Well, aside from being seemingly oblivious to the fact that much of the professoriate is permanently freaked out (postmodern thought is the belief that any and all signs of the normal betray violence towards the Other and, since the normal, or myths defending it, will inevitably always come to the fore, it/they must be forever opposed in an institutionalized, never-ending, freak out) you've got to get a chuckle over the latest ad from the Young Tories.
But as I say, many academics can't take a politically-incorrect (if any) joke, especially not one that cuts close to the truth: they consider it their sacred duty to be permanently freaked out, reading every myth of the normal as a demonization of some victim, a process of victimization put beyond doubt for all time by the unmistakable model of the unquestionable vicimization, the Nazi and the Jew. Nothing the Jews ever did could justify their massacre.... (But the professoriate, that has been preaching one conspiratorial/Gnostic view of history after another for several generations now?) A good prof. can't miss up a chance to feed on this theme, least of all when he doesn't simply get to play the role of the victim advocate but can be, oh it's so glorious, the victim himself:
A 2004 study by Stanley Rothman of Smith College in Northampton, Mass., found that academics are five times more likely to identify as liberals than as conservatives. The study polled over 1,600 undergraduate faculty members from 183 schools.Oh the poor man, the next thing we'll be asking him to do is to think through his very dependence on the theme of "demonization" and victimization and to question whether continually invoking the mad mob that wants to turn Stephen Harper into the neocon fuhrer (or is it Bush's Goebbels?) in the name of the normal, oil, and the American lie of freedom, is actually not an intellectually or professionally respectable way to make a constructive contribution to the debate on maintaining a free society. The victimary elites fear, most of all, being pressured to seriously study the conservative truth claim: that the academic victim mongers are parasitic on a free society and are working to erode our capacity to renew our freedom, as they use emotional blackmail (see above) and demand appeasement from defenders of the sacred bases of freedom, all in the name of the victim, a figure they put beyond debate whatever minor nods they make to entertaining various points of view.
But academic administrators say most professors encourage a diversity of viewpoints.
Bruce Feldthusen, vice-president of university relations at the University of Ottawa, said he hasn't seen any evidence of political bias among faculty members. He called the Conservative ad campaign an attempt to "demonize" academia.

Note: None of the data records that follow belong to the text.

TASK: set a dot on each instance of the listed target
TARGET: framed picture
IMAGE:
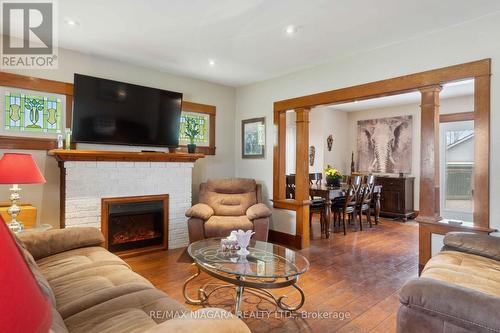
(253, 138)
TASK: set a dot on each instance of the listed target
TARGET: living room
(316, 57)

"This demonizing of institutions is all too common in American politics, and not very helpful here. We've seen the demonizing of the courts here in the last few years. Are we going to do the universities next?"
But the good news is:
Once considered redoubts for political pariahs, Conservative campus clubs are enjoying a resurgence at Canadian universities and colleges, emboldened by a cheeky ad campaign that encourages students to "freak out their profs" and join the federal party.
Campus-club presidents say membership has increased since Prime Minister Stephen Harper took office nearly two years ago. The Conservatives' ascent to power in Ottawa, they say, has had a multiplier effect on campus, enabling clubs to attract centre-leaning students.
The surge is evident at Queen's University in Kingston, Ont. Despite the university's strong Tory roots, membership in the campus club sank to the low double digits at the start of the decade, when the country's two main conservative parties were still divided.
But more than 200 members now subscribe to the club's e-mail list, said Alex Bednar, president of the Queen's Campus Conservatives.
"People are now seeing us as a more viable option. The more politically ambitious kids are joining, because they see what's happening in Ottawa," said Bednar, a 21-year-old history major.